These instructions are intended to assist you in organizing the embezzlement information so that it can be investigated and successfully prosecuted. It is suggested that the following sections be placed into a binder with tabbed inserts. This allows ease in reviewing the information and the addition or removal of portions as needed.
The completed binder of information should be dropped off at the Westside Service Center - 1310 W. Miracle Mile, attention Financial Crimes Unit, anytime Monday - Friday 8:00 a.m. - 10:00 p.m.
SUMMARY OF THE CRIME
A brief summary of the embezzlement should include who, what, where, when, and why.
This should list all the tabbed sections of the file’s content.

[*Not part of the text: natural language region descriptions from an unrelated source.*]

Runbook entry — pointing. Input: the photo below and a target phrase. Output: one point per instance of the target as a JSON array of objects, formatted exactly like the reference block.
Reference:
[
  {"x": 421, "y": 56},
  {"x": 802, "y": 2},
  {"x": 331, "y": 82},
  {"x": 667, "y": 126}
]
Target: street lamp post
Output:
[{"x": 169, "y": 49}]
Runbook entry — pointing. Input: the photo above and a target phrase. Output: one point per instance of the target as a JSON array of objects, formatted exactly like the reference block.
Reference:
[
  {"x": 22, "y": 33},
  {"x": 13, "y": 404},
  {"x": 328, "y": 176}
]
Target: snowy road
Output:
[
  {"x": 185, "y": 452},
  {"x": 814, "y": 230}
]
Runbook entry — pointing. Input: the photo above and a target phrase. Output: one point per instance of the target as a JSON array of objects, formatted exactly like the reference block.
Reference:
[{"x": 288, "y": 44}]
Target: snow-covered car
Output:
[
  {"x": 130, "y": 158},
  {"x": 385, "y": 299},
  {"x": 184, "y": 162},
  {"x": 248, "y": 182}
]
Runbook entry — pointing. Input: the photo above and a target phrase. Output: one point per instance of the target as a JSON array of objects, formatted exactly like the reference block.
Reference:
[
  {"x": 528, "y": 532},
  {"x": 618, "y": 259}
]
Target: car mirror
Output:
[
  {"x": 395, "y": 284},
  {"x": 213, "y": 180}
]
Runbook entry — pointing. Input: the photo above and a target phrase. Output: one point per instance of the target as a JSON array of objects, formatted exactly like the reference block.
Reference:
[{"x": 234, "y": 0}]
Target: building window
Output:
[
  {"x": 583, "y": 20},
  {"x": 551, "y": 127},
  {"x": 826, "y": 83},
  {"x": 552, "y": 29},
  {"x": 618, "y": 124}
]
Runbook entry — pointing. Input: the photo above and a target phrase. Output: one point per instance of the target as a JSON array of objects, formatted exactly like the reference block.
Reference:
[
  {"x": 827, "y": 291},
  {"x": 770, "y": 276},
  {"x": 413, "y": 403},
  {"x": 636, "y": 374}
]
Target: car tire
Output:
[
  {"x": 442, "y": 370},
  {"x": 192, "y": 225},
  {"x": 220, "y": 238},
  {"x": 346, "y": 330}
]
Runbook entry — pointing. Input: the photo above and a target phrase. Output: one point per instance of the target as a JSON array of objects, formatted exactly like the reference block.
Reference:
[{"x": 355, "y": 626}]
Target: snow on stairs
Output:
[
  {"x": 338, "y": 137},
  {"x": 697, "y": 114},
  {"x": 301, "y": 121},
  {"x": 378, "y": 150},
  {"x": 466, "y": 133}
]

List identifying information on all the involved parties - victim, witnesses, and suspects. Identifying information should include:
|Name (including any aliases and nicknames)||Address (work, home, others)|
|Phone numbers (work, home, cell phones)||Social Security Number|
|Date of birth||Driver's license number|
|Physical description (race, sex, height, weight, hair color, eye color, glasses, facial hair, scars, tattoos, distinguishing characteristics)|
This section should include a description of all the physical evidence – checks, invoices, contracts, employment records, photos, etc., anything other than verbal statements. Include the where, when, and how each item was obtained. If the actual physical evidence has not been turned over to law enforcement, put a copy of the evidence in this section. Make sure that the originals are stored in a secure area. The originals (best evidence) must be turned over to law enforcement for prosecution in court.
This section should include details about the suspect and his/her relations with you, the victim.
- Written and non-written job authority. Mention every time you, the victim, allowed the suspect to sign a check, authorize a contract, purchase material, or any other function pertinent to the embezzlement.
- Responsibilities and job description. Also note any task that is required even for just one time. Job performance should be noted here, including the bending or breaking of any company rules.
- All fiduciary relationships. Detail any financial connections between the suspect and you, the victim. Is the suspect a partner, silent or otherwise? Were there any loans (formal, informal, or personal) between the suspect and either you or the company’s officers?
- All other personal attributes and relationships about the suspect. For example:
- Family ties to anyone in your company or affiliated organizations.
- Personal relationships and fraternal organizational involvement with other parties. (This includes any real or supposed sexual relationships.) Professional relationships among your staff or others involved.
- Political connections.
- Any known or suspected drug or alcohol addictions, gambling habits, or other vices.
This section should explain what the witnesses and you, the victim, could testify to in court. You can include what you think they can testify to, and also note if the witness is reluctant to testify or does not want to cooperate.
This is the most important section of the package. The chronological narrative of the crime should also include background information and environment at the business. Do not worry about listing too much information. Mention if you have any doubts of the data’s veracity or the reliability of the witnesses. Also, explain complex financial information, because the investigators and prosecutors are not accountants or financial experts. Put all industry jargon in layman’s terms and spell out any acroynms for their first use. All of your evidence must be clearly explainable to jurors, who, more than likely, would much rather be elsewhere.
Provide concise spreadsheets. Consider compiling a spreadsheet showing dates of disputed transactions, check numbers or transactions type, amount of transaction, payee information or merchant name, etc. Include a detailed description of each loss (i.e. checks, cash, and property).
General considerations that can help speed up the process:
- Your assistance is needed with clerical help for compiling, sorting, and inputting information and evidence.
- Do not hide any knowledge of political overtones or connections the suspect might have with someone in a position of influence.
- The suspect or others might give you defense rebuttals, alibis, or excuses. These should be examined and refuted, if possible, and then given to the police department or prosecutors.